Module VITAE.utils
Functions
def reset_random_seeds(seed)def get_embedding(z, dimred='umap', **kwargs)-
Get low-dimensional embeddings for visualizations.
Parameters
z:np.array- [N, d] The latent variables.
dimred:str, optional- 'pca', 'tsne', or umap'.
**kwargs:- Extra key-value arguments for dimension reduction algorithms.
Returns:
embed : np.array [N, 2] The latent variables after dimension reduction.
def get_igraph(z, random_state=0)-
Get igraph for running Leidenalg clustering.
Parameters
z:np.array- [N, d] The latent variables.
random_state:int, optional- The random state.
Returns:
g : igraph The igraph object of connectivities.
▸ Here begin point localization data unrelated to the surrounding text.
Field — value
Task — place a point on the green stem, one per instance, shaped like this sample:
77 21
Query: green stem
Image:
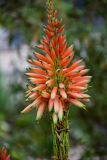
61 138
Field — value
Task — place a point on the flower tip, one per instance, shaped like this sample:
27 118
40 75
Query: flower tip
55 118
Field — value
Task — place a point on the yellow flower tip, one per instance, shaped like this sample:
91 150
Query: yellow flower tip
55 118
61 85
40 111
51 104
53 93
63 93
56 104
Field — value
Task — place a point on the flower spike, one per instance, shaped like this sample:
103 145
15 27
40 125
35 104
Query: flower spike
54 79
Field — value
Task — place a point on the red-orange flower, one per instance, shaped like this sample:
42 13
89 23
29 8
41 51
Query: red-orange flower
55 79
3 154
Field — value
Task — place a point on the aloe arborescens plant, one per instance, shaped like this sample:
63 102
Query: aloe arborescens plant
55 81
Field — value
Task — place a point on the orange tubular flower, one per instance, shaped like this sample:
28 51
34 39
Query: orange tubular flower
55 80
3 154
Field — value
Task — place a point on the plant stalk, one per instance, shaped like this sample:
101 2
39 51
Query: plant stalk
61 138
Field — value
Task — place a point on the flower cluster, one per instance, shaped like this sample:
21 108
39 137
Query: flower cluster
55 80
3 154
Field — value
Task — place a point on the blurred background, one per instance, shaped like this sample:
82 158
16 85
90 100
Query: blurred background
21 27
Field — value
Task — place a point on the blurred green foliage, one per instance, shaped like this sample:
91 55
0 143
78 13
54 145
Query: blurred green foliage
86 28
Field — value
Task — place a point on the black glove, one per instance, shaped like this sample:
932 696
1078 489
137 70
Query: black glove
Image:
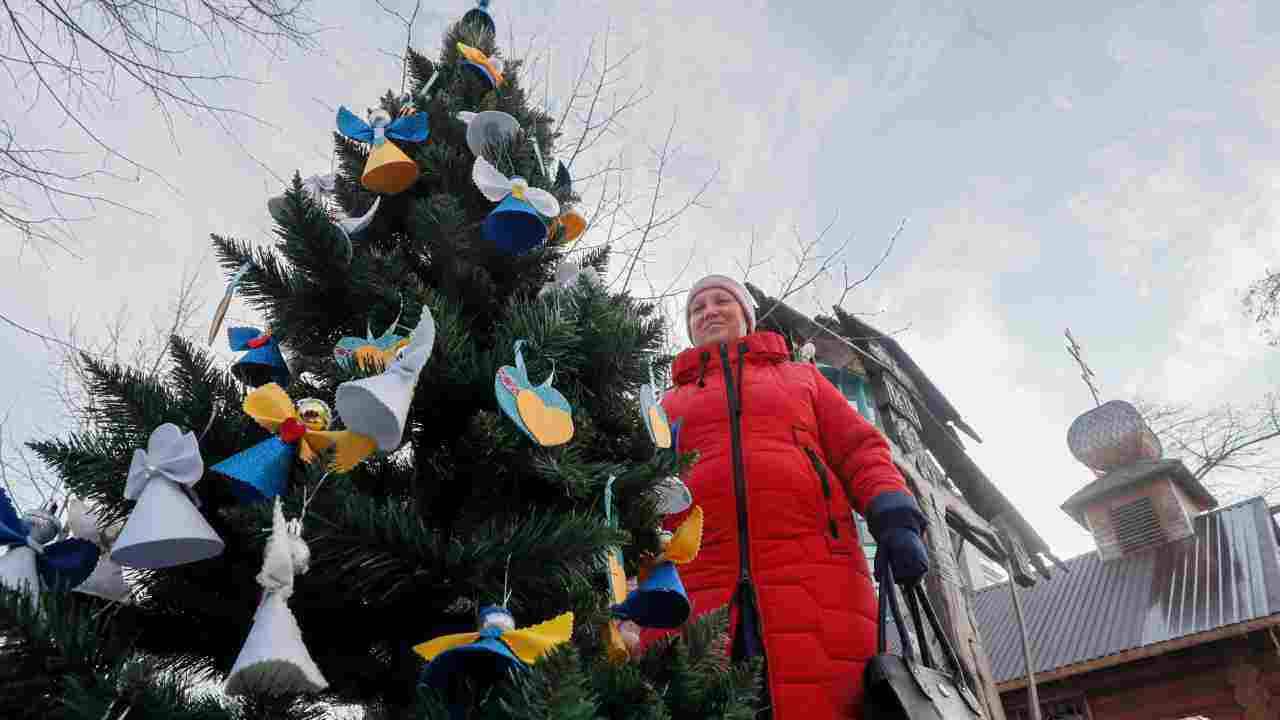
896 523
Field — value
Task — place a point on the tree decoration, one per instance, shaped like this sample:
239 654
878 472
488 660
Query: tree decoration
481 65
378 406
274 660
165 528
489 130
370 354
261 361
106 580
498 647
654 415
516 224
659 600
388 169
542 413
263 472
620 638
33 559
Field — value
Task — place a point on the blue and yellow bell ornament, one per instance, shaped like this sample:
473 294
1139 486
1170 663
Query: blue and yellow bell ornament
36 559
654 415
263 472
480 17
659 600
540 411
370 354
261 361
517 223
481 65
497 648
388 169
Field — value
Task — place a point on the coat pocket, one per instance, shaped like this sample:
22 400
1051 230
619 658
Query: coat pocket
839 540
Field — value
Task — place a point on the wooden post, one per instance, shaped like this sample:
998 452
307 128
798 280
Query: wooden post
1033 696
901 423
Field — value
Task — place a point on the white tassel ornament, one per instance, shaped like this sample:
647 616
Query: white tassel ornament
274 659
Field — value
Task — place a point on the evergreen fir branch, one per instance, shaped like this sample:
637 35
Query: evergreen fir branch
625 693
420 69
380 551
553 688
126 401
42 646
144 689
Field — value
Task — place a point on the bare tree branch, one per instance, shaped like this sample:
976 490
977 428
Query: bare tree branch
1230 449
72 59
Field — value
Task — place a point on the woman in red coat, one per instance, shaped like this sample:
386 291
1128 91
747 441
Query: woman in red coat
782 461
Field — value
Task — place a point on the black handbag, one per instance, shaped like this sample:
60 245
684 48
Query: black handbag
906 687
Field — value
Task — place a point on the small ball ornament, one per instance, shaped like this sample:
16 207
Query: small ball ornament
44 525
316 414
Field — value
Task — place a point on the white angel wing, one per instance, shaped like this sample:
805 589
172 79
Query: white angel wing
170 454
543 201
355 226
82 520
277 573
490 181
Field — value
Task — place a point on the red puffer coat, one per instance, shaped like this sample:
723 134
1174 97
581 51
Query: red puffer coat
790 546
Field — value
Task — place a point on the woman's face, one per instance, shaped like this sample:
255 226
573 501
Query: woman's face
714 315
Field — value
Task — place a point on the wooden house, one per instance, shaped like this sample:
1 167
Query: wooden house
923 428
1174 615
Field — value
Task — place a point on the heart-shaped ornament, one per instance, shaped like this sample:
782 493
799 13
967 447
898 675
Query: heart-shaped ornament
542 413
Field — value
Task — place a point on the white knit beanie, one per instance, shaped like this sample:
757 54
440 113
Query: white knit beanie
730 286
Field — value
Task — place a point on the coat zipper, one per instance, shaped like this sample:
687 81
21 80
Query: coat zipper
749 611
826 490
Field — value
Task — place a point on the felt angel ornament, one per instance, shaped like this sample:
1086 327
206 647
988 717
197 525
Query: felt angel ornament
36 559
388 169
165 528
378 406
106 580
370 352
494 650
659 598
263 472
274 659
516 224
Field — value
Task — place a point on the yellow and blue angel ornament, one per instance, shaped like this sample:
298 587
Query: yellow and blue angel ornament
659 600
540 411
263 361
388 169
263 472
497 648
481 65
654 415
370 354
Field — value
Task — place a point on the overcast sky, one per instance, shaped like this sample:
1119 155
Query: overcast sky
1111 169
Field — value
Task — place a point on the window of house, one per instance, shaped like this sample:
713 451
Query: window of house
1070 709
854 387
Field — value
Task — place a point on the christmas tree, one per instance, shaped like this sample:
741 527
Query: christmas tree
478 464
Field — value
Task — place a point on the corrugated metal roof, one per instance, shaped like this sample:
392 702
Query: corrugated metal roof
1226 573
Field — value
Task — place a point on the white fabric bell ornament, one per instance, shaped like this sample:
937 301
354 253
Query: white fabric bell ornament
165 529
108 577
378 406
567 274
274 659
def leidenalg_igraph(g, res, random_state=0)-
Leidenalg clustering on an igraph object.
Parameters
g:igraph- The igraph object of connectivities.
res:float- The resolution parameter for Leidenalg clustering.
random_state:int, optional- The random state.
Returns
labels:np.array- [N, ] The clustered labels.
def plot_clusters(embed_z, labels, plot_labels=False, path=None)-
Plot the clustering results.
Parameters
embed_z:np.array- [N, 2] The latent variables after dimension reduction.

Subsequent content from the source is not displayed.